Speed in the grasp and release of items has been shown to quicken by over two minutes across various tasks. Such improvements are maintained at three-month follow-ups.

In one study, the affected hand was reported to be used in 72% of bimanual activities before a magic therapy camp.

This progressed to 93% after the camp, decreasing to 86% at follow- up. Neither age nor severity of impairment influenced progress.

A separate, independent study in 2015 provided the first evidence of brain plasticity in hemiplegia after bimanual intervention. Neuroimaging showed a 26.14% increase in the level of activation in the affected hemisphere following the intervention – and a 34.75% rise at follow-up. There are also several less scientifically tangible – but no less valuable – improvements too.

“We see a lot of really positive transference as well,” says Rebecca. “Parents have reported that their children are more con dent, their problem solving has improved and they are approaching everything with new vigour.”

Magic therapy is such a powerful potion
against hemiplegia for a number of reasons. Firstly, it makes any apathy children may feel towards high-intensity practice disappear.

Without the thrill of magic, it can be notoriously hard to motivate young people to engage in repetitive tasks such as those involved in HABIT.

Their determination is driven by clear goals – to not only learn impressive new tricks to show their friends, but to also perform them on stage at the end of their sessions.

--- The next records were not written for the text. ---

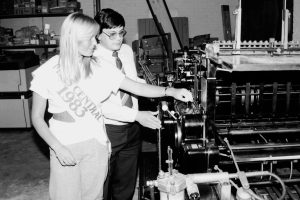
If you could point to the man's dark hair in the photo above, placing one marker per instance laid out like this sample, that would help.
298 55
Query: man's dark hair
108 18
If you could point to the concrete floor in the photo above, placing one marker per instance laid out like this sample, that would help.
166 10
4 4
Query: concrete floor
24 166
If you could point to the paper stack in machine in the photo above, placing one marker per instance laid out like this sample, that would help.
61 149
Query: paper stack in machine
15 96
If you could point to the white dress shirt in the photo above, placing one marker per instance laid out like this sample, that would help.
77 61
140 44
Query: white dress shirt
112 108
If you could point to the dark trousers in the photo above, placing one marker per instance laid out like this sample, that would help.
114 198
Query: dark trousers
126 144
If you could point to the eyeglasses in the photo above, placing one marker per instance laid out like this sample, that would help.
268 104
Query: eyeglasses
113 35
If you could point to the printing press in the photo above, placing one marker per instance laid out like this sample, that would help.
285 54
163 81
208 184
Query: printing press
239 139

The sleight of hand on the part of the therapists is that participants also vitally improve their motor functions and, in many cases, gain a more positive self-image.

Breathe Magic has proven success with severe hemiplegia cases, refuting previous clinical claims that HABIT is only applicable to 
mild cases. It also works in group settings – which should make it an attractive proposition to decision-makers in the cash-strapped
 NHS.

Reducing the amount of care needed 
for individual children also provides indirect resource savings. To date in the UK, Breathe’s magic therapy has been commissioned by 
a handful of CCGs, including Lambeth and Wandsworth, with which the group has service level agreements. Breathe now aims to spread its reach elsewhere in the UK.

“Our aim is to make magic therapy more accessible, less of a new, innovative thing and put it firmly into the mainstream,” says Rebecca.

Efforts are also underway to apply magic therapy to other conditions beyond hemiplegia. Pilot studies, including one at Great Ormond Street Hospital, have explored the benefits of Breathe Magic to children’s mental health. Its use in relation to stroke in adults is also being investigated.

With more research currently underway, Breathe may have yet more up its sleeve, as Rebecca says: “We’re on a mission 
to spread the word about how powerful magic therapy can be for people that haven’t had access to the programme.”